You are a senior frontend engineer making text legible over
background photos on a card grid component.
Goal: Create a CSS gradient scrim technique that guarantees WCAG AA
contrast (4.5:1) for white text over any background photo.
Include:
- A ::after pseudo-element with linear-gradient to top (dark at
bottom where text lives, transparent at top)
- Use oklch(0 0 0 / opacity) for the dark stops — oklch black
is truly neutral and doesn't introduce color cast
- text-shadow as a secondary legibility technique (belt + suspenders)
- The multi-stop gradient trick to get a more natural-looking scrim
than a two-stop linear-gradient (which looks like a dark band)
Explain:
- Why a 2-stop black-to-transparent scrim looks unnatural
(Mach band illusion) and why using 4+ stops with eased values
produces a more organic falloff
- WCAG contrast ratio math: how dark does the overlay need to be
for white text to pass at 4.5:1 given a typical mid-range photo
Framework variant: Show how to use this in a Next.js Image component
alongside the blurDataURL placeholder.
Return only the CSS with inline comments.
Why 4 gradient stops look better than 2
A simple two-stop gradient from black 50% to transparent 100% creates a Mach band — a sharp perceptual edge where the gradient transitions feel sudden even though they're technically smooth. Using four or more stops with eased intermediate values produces a falloff that matches how light actually behaves. The values 0.80 → 0.50 → 0.10 → 0 at positions 0% → 30% → 55% → 70% approximate an ease-in curve that looks natural on a wide range of photos.
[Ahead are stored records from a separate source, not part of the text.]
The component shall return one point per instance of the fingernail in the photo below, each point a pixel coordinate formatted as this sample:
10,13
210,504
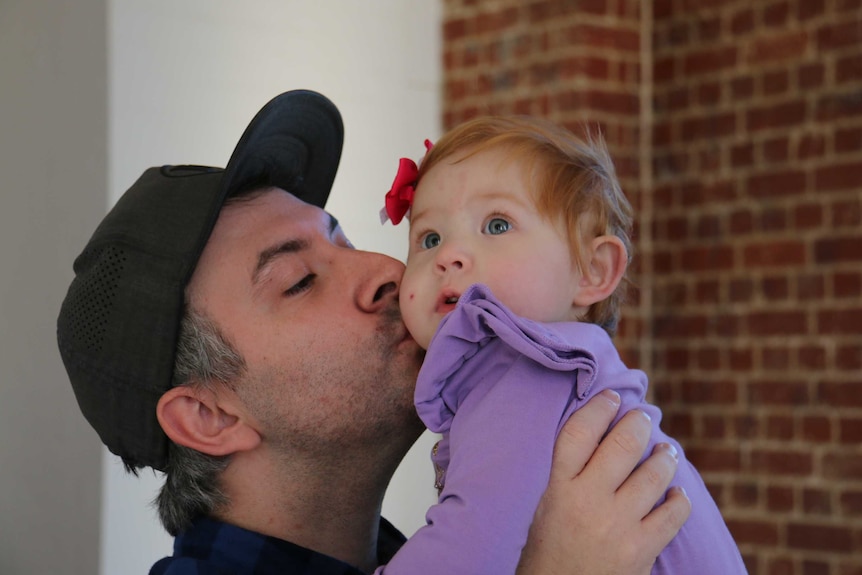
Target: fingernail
680,489
671,450
612,396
This technique is used by Google Photos card overlays and editorial publication card components.
text-shadow as backup
Even with a well-tuned scrim, a photo with an unusually bright area in the text zone may cause contrast failures. A subtle text-shadow: 0 1px 3px oklch(0 0 0 / 0.5) on the heading text gives an additional 10–15% contrast boost with no visible effect on normal photos. Together, the scrim handles 90% of cases, and the text-shadow handles edge cases where the photo is unpredictably bright. Avoid heavy drop shadows that make text look like it's floating — keep the offset to 1–2px and spread to 3–4px maximum.